In fact, we ended up revising our pitch deck more than 100 times. We went from a five page pitch deck which took 10 minutes to present, to a 25 page pitch which took 40 minutes.


By the end, investors had very few questions as we had given solid answers to all their questions before we even got to the end of our deck.


In the early days, our pitch deck was more of a utility, following a standard pitch structure: the vision, the problem, our solution, the size of our market, the strength of our team and so on.


However, when we described our product and vision to people without our pitch deck, we were able to successfully communicate our passion, the innovation of our product and our team’s excitement and competence.


Whenever we were pitching an investor with our actual slide deck, it felt like we were selling a generic product. We lost the excitement and communicated our product vision poorly.


After a while we were able to capture the vision, the excitement and the problems into a cohesive story and were able to capture this story in our pitch deck.


A mentor told us it was important to capture the emotion of the story; not just what you say, but also how you say it. Inevitably, investors all want to know the same things.


They’ll ask: ‘How big is the opportunity? How talented is the team? Why are you the right people to solve this problem?’


Making sure we satisfied their questions was so important, and this is something you can only improve with practice and continuous revision.


3. Build strong relationships with potential investors and business partners


When we first started pitching to investors, we would pull out our pitch deck as soon as we got into a meeting.


We soon realised this was quite a naive approach. It is so important to build rapport and credibility before you start talking through your pitch.


Start building relationships with investors as early on as possible.
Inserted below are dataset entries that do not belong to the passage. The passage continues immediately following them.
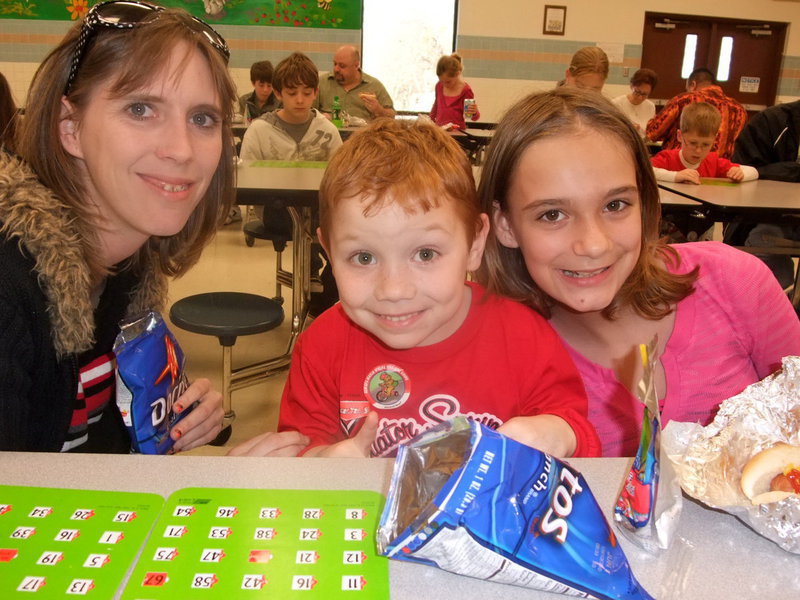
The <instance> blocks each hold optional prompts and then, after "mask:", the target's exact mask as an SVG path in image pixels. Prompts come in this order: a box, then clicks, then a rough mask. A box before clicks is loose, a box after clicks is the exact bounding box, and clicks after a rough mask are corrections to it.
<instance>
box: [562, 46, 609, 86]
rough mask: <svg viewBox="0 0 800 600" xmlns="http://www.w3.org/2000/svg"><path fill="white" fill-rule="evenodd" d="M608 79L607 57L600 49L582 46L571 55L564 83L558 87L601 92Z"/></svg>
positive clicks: (600, 48)
mask: <svg viewBox="0 0 800 600" xmlns="http://www.w3.org/2000/svg"><path fill="white" fill-rule="evenodd" d="M606 79H608V56H606V53H605V52H603V50H602V48H598V47H597V46H584V47H583V48H581V49H580V50H578V51H577V52H576V53H575V54H573V55H572V60H571V61H570V63H569V67H567V71H566V73H565V77H564V81H561V82H559V85H566V86H569V87H577V88H580V89H583V90H594V91H595V92H602V91H603V86H604V85H605V83H606Z"/></svg>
Communicate your goals and your wins as you go.


It’s your job to convince people to work with you, to invest in your company. Most potential investors will want to spend time getting to know you and the way you work prior to committing.


We met Bill Tai, who introduced us to many of our other investors, more than two years ago. Yet we only recently closed our round.
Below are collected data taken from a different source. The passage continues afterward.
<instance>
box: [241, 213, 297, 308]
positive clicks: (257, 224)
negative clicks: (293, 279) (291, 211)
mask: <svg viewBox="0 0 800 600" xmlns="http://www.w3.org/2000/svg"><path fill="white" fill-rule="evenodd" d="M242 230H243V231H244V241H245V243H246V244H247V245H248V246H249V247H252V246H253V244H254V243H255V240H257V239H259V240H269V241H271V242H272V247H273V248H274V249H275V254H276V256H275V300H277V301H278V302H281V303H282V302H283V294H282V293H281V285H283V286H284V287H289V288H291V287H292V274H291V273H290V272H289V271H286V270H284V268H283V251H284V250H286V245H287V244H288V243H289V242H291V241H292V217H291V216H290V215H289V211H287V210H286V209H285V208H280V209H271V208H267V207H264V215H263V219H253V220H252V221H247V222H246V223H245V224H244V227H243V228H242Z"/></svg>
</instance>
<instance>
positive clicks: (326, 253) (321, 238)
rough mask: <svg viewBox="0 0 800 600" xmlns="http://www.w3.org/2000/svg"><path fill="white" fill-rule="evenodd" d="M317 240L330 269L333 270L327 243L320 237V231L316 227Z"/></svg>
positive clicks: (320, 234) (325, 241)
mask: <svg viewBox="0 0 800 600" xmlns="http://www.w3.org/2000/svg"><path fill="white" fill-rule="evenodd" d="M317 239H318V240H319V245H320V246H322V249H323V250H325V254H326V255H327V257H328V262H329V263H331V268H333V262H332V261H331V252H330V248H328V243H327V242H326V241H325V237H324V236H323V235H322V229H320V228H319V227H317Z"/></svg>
Raising money takes a long, long time. My first trip to San Francisco was only supposed to be for a two week holiday. I’d planned two meetings; one with Bill Tai and the other with Facebook’s Lars Rasmussen.
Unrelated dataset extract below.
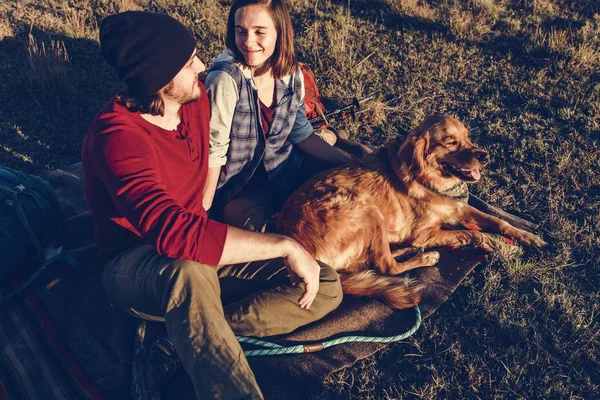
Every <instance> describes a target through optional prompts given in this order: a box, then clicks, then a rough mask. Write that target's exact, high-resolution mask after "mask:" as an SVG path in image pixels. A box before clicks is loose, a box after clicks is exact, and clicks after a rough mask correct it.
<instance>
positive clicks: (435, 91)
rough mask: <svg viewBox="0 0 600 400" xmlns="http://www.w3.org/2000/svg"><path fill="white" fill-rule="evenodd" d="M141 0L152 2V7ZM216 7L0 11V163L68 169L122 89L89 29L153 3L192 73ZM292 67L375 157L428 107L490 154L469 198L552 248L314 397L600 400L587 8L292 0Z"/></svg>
mask: <svg viewBox="0 0 600 400" xmlns="http://www.w3.org/2000/svg"><path fill="white" fill-rule="evenodd" d="M149 3H150V4H149ZM229 4H230V3H229V2H220V1H217V0H204V1H202V0H154V1H150V2H148V1H141V0H140V1H136V0H91V1H80V0H38V1H34V0H0V76H1V79H0V97H1V99H2V100H1V106H0V164H2V165H5V166H9V167H13V168H19V169H22V170H26V171H34V172H35V171H39V170H43V169H52V168H59V167H62V166H65V165H69V164H72V163H74V162H77V161H78V160H79V149H80V146H81V142H82V139H83V136H84V135H85V133H86V130H87V127H88V126H89V124H90V122H91V120H92V118H93V116H94V114H95V113H96V111H97V110H98V109H99V107H100V105H101V104H102V103H103V102H104V101H106V100H107V99H109V98H110V96H111V95H112V94H113V93H114V92H115V91H116V90H118V88H119V87H120V85H119V83H118V81H117V79H116V76H115V75H114V74H113V72H112V71H111V70H110V69H109V68H108V67H107V66H106V65H105V63H104V61H103V60H102V58H101V56H100V52H99V46H98V25H99V22H100V21H101V20H102V18H103V17H105V16H106V15H109V14H112V13H114V12H118V11H124V10H130V9H150V10H153V11H160V12H166V13H168V14H170V15H172V16H175V17H177V18H178V19H180V20H181V21H182V22H183V23H185V24H186V25H188V26H189V27H190V28H191V29H193V31H194V33H195V34H196V37H197V38H198V41H199V47H200V54H201V56H202V59H203V61H205V63H207V64H210V59H211V57H213V56H214V55H216V54H218V53H219V52H220V51H221V50H222V49H223V48H224V44H223V42H224V38H223V32H224V28H225V18H226V13H227V9H228V6H229ZM290 4H291V8H292V13H293V20H294V24H295V31H296V35H297V37H296V43H297V50H298V54H299V59H300V60H301V61H304V62H306V63H308V64H309V65H310V66H311V67H312V68H313V70H314V71H315V73H316V75H317V79H318V83H319V86H320V89H321V91H322V94H323V95H324V96H325V97H327V98H329V99H331V100H332V101H333V102H336V103H338V104H343V103H347V102H349V101H350V99H351V98H352V97H353V96H357V97H358V98H365V97H369V96H372V97H373V100H372V101H370V102H367V103H365V108H368V109H369V111H368V112H365V113H361V114H359V118H357V120H356V121H355V122H348V123H346V124H345V126H344V127H345V128H346V129H348V130H349V131H350V133H351V135H352V136H353V137H354V138H356V139H359V140H361V141H364V142H368V143H371V144H376V145H380V144H383V143H384V141H385V140H386V139H387V138H390V137H394V136H396V135H397V134H398V132H401V131H402V130H403V129H410V128H411V127H413V126H415V125H416V124H417V123H419V122H420V121H421V120H422V118H423V117H424V116H426V115H428V114H432V113H447V114H451V115H453V116H455V117H457V118H459V119H460V120H462V121H463V122H464V123H465V124H466V125H467V126H469V127H470V129H471V132H472V136H473V138H474V141H475V142H477V143H478V144H480V145H482V146H483V147H485V148H486V149H487V150H489V151H490V153H491V158H492V162H491V163H490V165H489V166H488V168H487V171H486V172H485V176H484V177H483V179H482V181H481V182H480V183H478V184H477V185H476V186H472V187H471V190H472V192H473V193H476V194H477V195H479V196H480V197H482V198H484V199H486V200H487V201H489V202H491V203H492V204H494V205H497V206H500V207H502V208H504V209H506V210H508V211H511V212H515V213H517V214H519V215H521V216H523V217H525V218H528V219H530V220H533V221H536V222H538V223H540V224H541V226H542V227H543V229H544V231H545V238H546V239H547V240H548V241H549V242H550V246H549V247H548V248H547V249H545V250H543V251H542V252H540V253H537V252H525V254H523V256H522V257H520V258H518V259H514V260H501V259H499V258H495V257H492V258H491V259H490V260H489V261H486V262H484V263H482V264H481V265H480V266H478V267H477V268H476V269H475V271H474V272H473V273H472V274H471V275H470V277H469V278H468V279H467V280H466V281H465V282H464V283H463V284H462V286H461V287H460V288H459V290H458V291H457V292H456V293H454V294H453V295H452V296H451V298H450V299H449V301H448V302H447V303H446V304H445V305H444V306H442V307H441V308H440V310H439V311H438V312H437V313H436V314H434V315H433V316H432V317H431V318H430V319H428V320H427V321H426V322H425V323H424V326H423V327H422V328H421V329H420V331H419V332H417V334H416V335H415V336H414V337H412V338H411V339H410V340H407V341H405V342H403V343H401V344H396V345H393V346H390V347H389V349H387V350H386V351H384V352H381V353H379V354H377V355H376V356H374V357H371V358H368V359H366V360H364V361H362V362H359V363H358V364H357V365H355V366H354V367H352V368H349V369H346V370H343V371H341V372H339V373H336V374H334V375H332V376H330V377H328V378H327V380H326V384H325V385H324V387H323V389H322V390H321V391H320V392H319V393H315V397H316V398H318V399H338V398H340V399H346V398H352V399H391V398H424V399H431V398H453V399H463V398H468V399H471V398H472V399H476V398H486V399H487V398H515V399H516V398H525V399H535V398H540V399H554V398H559V399H562V398H568V399H593V398H599V397H600V395H599V394H598V393H599V392H600V276H599V273H600V267H599V265H600V246H599V245H600V150H599V148H598V145H599V143H598V141H599V139H600V2H599V1H598V0H574V1H568V0H521V1H516V0H515V1H509V0H498V1H494V0H468V1H458V0H437V1H423V0H344V1H342V0H311V1H309V0H290Z"/></svg>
I very quickly realised I needed to spend more time on the ground getting to know the technology scene and building my network.


My two week holiday ended up turning into a three month trip. I barely slept, and when I did it was on my brother’s apartment floor. I went to an event every single night of the week, trying to meet engineers and find people who could give me an open door to the start-up scene.


During this time, we met and spoke with many other investors who we kept in the loop with our efforts.


If you’re raising money, you need to build strong relationships with potential investors and advisors. We did this by communicating with them regularly.


We never could have predicted the adventures we’d have or the people we’d meet along the way. We’re lucky to now have the team in place, our product ready to launch and a burning passion for what we’re doing. And so the next chapter begins.


Melanie Perkins is co-founder of Canva, along with Cliff Obrecht. The Sydney-based business provides an online collaborative design platform, allowing users to create professional quality designs regardless of their skill set.